With high efficiency and efficacy, the trackers based on the discriminative correlation filter have experienced rapid development in the field of unmanned aerial vehicle (UAV) over the past decade. In literature, these trackers aim at solving a regression problem in which the circulated samples are mapped into a Gaussian label for online filter training. However, the fixed target label for regression makes trackers lose adaptivity in uncertain tracking scenarios. One of the typical failure cases is that the distractors, e.g., background clutter, camouflage, and similar object, are prone to confuse these trackers.
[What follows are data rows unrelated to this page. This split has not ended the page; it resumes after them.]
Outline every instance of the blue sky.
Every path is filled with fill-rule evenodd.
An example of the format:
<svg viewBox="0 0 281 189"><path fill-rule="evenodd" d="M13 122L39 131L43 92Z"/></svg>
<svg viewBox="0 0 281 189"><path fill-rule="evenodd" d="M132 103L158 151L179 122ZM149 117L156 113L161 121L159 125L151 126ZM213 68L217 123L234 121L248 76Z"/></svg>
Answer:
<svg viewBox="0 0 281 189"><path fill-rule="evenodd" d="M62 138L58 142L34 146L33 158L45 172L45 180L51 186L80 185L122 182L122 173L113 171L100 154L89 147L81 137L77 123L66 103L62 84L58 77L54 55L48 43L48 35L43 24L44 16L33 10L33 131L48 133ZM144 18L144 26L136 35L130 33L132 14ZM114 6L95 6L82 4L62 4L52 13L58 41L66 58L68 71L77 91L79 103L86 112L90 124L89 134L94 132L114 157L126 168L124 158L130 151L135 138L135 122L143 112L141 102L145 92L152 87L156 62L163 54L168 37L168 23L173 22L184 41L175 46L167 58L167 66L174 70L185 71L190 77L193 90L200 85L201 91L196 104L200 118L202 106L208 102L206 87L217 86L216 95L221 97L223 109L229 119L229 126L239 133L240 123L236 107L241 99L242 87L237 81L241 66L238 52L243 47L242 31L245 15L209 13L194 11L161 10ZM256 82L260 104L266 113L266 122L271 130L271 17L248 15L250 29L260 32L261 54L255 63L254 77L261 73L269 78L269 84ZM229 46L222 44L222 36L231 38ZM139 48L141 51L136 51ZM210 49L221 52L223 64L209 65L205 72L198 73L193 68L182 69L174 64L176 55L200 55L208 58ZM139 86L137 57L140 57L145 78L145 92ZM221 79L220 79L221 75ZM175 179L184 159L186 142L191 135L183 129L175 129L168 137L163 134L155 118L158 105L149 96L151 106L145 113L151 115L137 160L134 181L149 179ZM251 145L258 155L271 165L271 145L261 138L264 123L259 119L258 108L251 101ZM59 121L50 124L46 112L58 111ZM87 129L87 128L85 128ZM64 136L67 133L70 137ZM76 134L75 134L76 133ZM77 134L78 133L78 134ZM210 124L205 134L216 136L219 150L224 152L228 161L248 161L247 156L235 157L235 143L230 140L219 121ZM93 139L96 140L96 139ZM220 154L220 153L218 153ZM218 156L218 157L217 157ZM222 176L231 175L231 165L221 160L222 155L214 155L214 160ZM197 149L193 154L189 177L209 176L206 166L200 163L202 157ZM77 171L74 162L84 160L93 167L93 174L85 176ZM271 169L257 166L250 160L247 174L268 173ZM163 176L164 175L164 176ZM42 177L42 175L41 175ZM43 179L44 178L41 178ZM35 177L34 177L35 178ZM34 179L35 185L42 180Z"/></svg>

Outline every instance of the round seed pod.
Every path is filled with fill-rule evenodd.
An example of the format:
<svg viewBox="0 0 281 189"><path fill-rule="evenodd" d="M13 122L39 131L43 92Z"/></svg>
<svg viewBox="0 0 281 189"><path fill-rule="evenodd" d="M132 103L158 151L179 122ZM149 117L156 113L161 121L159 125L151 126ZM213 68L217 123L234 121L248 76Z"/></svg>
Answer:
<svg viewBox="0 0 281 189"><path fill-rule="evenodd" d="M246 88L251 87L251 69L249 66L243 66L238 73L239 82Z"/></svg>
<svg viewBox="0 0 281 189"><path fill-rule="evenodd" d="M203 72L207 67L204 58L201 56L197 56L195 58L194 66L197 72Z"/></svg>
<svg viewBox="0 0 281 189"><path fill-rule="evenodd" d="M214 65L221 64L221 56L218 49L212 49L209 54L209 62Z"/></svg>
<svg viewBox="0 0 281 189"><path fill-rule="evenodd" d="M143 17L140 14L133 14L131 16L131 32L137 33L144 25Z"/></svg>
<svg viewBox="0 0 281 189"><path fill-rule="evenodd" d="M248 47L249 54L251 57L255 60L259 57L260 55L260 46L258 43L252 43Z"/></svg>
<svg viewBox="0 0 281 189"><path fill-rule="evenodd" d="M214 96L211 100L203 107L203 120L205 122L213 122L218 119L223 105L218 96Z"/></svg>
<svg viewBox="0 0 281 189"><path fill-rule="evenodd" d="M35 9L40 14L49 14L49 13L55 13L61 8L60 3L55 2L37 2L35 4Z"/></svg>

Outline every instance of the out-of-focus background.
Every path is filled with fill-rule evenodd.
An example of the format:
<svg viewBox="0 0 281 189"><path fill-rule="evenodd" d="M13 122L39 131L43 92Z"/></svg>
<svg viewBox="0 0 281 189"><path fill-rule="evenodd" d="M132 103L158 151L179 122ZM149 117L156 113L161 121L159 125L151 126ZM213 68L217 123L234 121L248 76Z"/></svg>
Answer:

In this work, an efficient approach to instantly monitor the local maximums of the response map for discovering distractors automatically is proposed. In addition, the regression target is accordingly learned, i.e., the location possessing local maximum indicates latent distractor and thus should be repressed by reducing its target response value in filter training. Qualitative and quantitative experiments performed on three challenging well-known benchmarks demonstrate that the presented method not only outperforms the state-of-the-art handcrafted feature-based trackers but also exhibits comparable performance compared to deep learning-based approaches. Specifically, the presented tracker has phenomenal practicability in real-time UAV applications with an average speed of ∼50 frames per second on an affordable CPU.